Friday, September 22, 2006
"The quest for perfection 'is making our children sick.'"
As I mentioned yesterday, one of my concerns with students who try to pile too much coursework on themselves is the impact on their health.

And Marilee Jones, the dean of Admissions at MIT, agrees with me.

"We're raising a generation of kids trained to please adults. Every day kids should have time when they're doing something where they're not being judged. That's the big difference with this generation. They're being judged and graded and analyzed and assessed at every turn. It's too much pressure for them."

Kids are reporting ulcers, anxiety disorders and just plain old "not sleeping enough," and it doesn't even necessarily translate into better students.

MIT faculty told [Jones] many students just weren't much fun to teach. The issue of perfectionism had been brought painfully to the fore at MIT by a series of student suicides. Students "want to do everything right, they want to know exactly what's on the test," faculty told her. "They're so afraid of failing or stepping out of line, that they're not really good students."

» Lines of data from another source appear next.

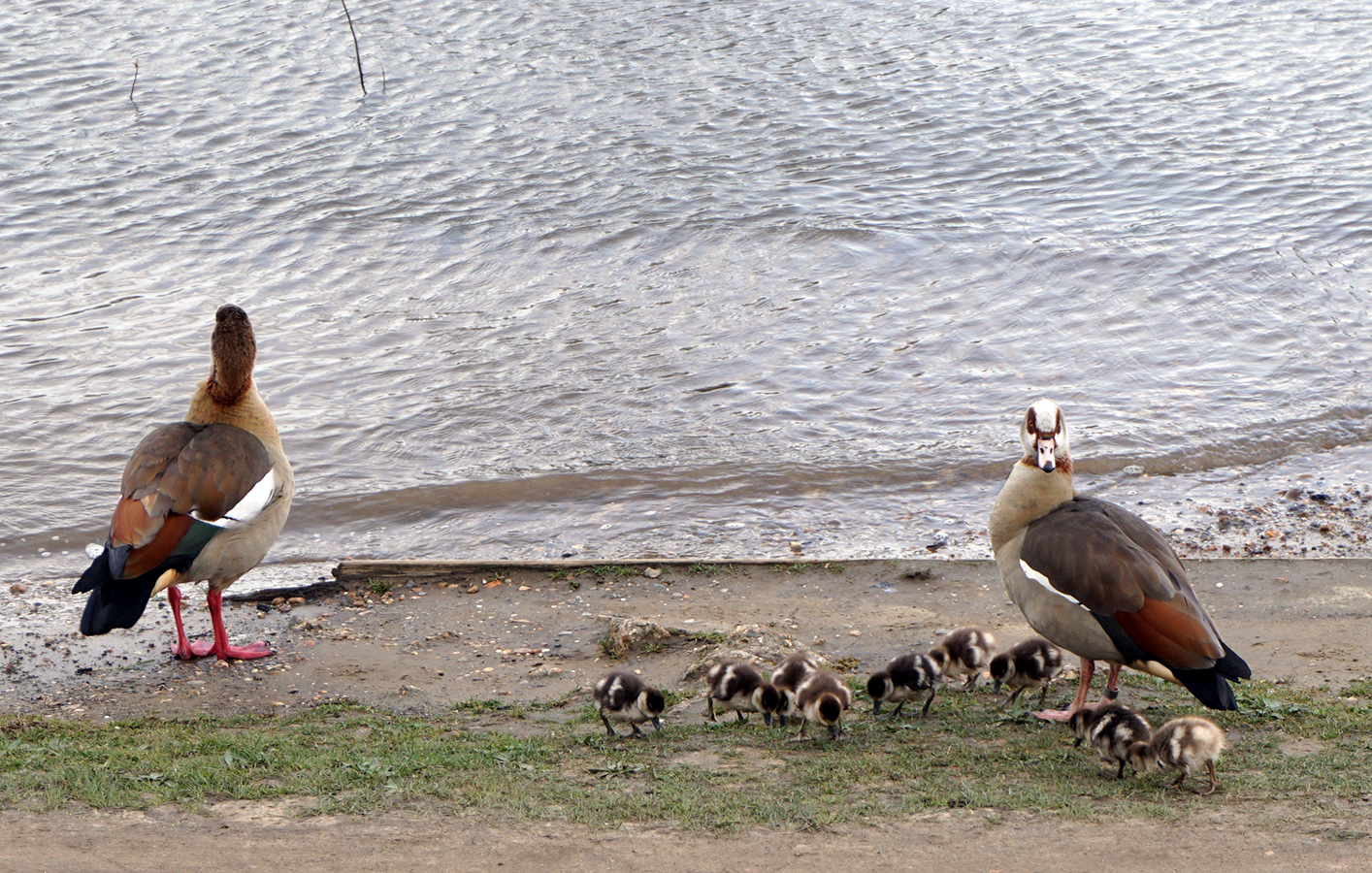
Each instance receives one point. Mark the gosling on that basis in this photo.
(907, 677)
(1112, 729)
(788, 678)
(822, 698)
(964, 652)
(1029, 664)
(1183, 746)
(625, 697)
(738, 687)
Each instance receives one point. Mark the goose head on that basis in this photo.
(1044, 436)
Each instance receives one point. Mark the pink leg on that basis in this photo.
(1089, 668)
(1112, 683)
(182, 648)
(221, 637)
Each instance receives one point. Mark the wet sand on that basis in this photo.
(523, 634)
(534, 634)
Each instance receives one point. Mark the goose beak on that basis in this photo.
(1047, 445)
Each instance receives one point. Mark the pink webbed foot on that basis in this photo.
(245, 652)
(1054, 715)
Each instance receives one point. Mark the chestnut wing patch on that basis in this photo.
(1119, 566)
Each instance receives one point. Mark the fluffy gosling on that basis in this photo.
(822, 698)
(907, 677)
(625, 697)
(738, 687)
(1184, 746)
(964, 652)
(1112, 729)
(788, 678)
(1029, 664)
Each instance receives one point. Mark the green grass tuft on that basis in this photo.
(1294, 756)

Getting a good education is important. Going to a school that challenges the students is also important. Being desperate to get into an "Ivy plus" and ending up cutting in order to deal with the stress isn't.

I didn't even apply to any of the Ivies, for undergrad or grad school. Of course, I went to high school in the Midwest, where college admissions are still not considered a blood sport. If I were to ever have kids, that would be my big concern about raising them here; I wouldn't want to impose that kind of stress on them. And that doesn't even cover the direct costs of admissions counselors, activity fees, and everything else that goes with the whole hyper package.